Где-то часа в три ночи – он не сумел разобрать цифры на часах, потому что зрение и мозг были затуманены лекарствами, – Дейла разбудил вой собаки, доносившийся из кухни. Он осознал, что находится не на ранчо – должно быть, снова заснул в кожаном кресле в своем домашнем кабинете в Мизуле, – и удивился, почему Энн или кто-нибудь из девочек не выпустит Хассо, их пса, на улицу. Вой сделался громче, но вскоре затих. Дейл снова начал проваливаться в сон, но тут девчонки принялись топать и что-то ронять наверху… Нет, шаги слишком тяжелые для его дочек.
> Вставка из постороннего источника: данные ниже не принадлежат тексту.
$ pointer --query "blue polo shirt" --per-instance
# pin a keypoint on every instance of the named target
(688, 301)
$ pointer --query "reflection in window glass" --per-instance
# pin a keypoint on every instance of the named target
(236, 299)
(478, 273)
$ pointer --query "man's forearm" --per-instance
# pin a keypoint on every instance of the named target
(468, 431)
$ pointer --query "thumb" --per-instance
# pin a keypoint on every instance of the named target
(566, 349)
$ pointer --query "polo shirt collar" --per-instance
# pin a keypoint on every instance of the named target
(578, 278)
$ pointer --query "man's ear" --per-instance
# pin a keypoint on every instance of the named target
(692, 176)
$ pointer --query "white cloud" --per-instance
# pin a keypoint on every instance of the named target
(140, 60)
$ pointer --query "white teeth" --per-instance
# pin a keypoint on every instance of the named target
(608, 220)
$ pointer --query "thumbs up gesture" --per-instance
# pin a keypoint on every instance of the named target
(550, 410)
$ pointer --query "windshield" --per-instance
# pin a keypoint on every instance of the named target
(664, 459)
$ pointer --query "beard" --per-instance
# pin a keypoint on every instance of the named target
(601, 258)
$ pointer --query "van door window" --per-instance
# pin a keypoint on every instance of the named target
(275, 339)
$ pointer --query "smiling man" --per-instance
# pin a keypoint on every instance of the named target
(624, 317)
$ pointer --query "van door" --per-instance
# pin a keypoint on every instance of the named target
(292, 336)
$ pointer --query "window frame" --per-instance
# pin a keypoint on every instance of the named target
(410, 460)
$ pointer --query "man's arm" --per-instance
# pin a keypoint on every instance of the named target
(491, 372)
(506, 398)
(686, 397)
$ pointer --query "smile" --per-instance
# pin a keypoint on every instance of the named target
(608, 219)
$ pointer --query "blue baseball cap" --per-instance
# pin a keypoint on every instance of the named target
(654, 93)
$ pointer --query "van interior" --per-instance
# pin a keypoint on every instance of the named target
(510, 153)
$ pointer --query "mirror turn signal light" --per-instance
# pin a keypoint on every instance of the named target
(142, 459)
Должно быть, у них в гостях какие-то парни. «Так поздно? – смутно подумал Дейл. – И разве Маб не в колледже?»
Пока он пытался собраться с мыслями, недоумевая, почему его кожаное кресло сделалось вдруг таким жестким и бугристым, шум наверху прекратился, зато снаружи завыла еще одна собака. Дейл сознавал, что ему нужно встать и выпустить Хассо на улицу, а потом подняться наверх, в спальню, – Энн отругает его утром за то, что он снова заснул в кабинете, – но чувствовал себя измотанным до предела и совершенно без сил.
В конце концов под скрежет когтей Хассо о плитки пола в кухне он погрузился в тяжелый наркотический сон.
Я сказал, что не помню обстоятельств собственной гибели, и это правда, зато мне отлично – лучше, чем самому Дейлу, – известны подробности его попытки самоубийства.
Перед тем как год назад, в сентябре, Клэр приехала к Дейлу в последний раз, чтобы попрощаться, и улетела обратно в Принстон, он почти пять месяцев провел на ранчо в полном одиночестве. С Энн он объяснился весной, в апреле уехал из своего дома в Мизуле, летом время от времени виделся с девочками, но не на ранчо, потому что Маб наотрез отказалась приезжать туда, а Кэти во всем подражала сестре.
Дейл плохо спал всю весну и лето, а к тому времени, когда тополя и осины на склонах гор и в долине сбросили листья, бессонница окончательно взяла над ним власть. Ночи превратились в арену борьбы с ураганом мыслей, с огневым вихрем безумной и бессмысленной мозговой деятельности. Он мотался по темным комнатам ранчо, неизменно заканчивая кабинетом, ветер грохотал оконными рамами, а он сидел в едва подсвеченной голубым компьютерным экраном темноте и строчил письмо за письмом: по большей части Клэр, иногда Энн, довольно часто Маб или Кэти и время от времени друзьям, с которыми не виделся по многу лет. На рассвете он уничтожал все до единого письма и час-другой пытался забыться в мутной дремоте. Его преподавание в университете – давно уже на автопилоте – пошло псу под хвост. Заведующий кафедрой, не относившийся к числу друзей Дейла, вызвал его к себе, чтобы сделать предупреждение. Декан, старая приятельница, в итоге отреагировала на жалобы и в доверительной беседе сказала Дейлу, что знает о его разводе, о пристрастии к выпивке и что вместе с остальными коллегами готова ему помочь. Однако Дейл отказался от всех предложений.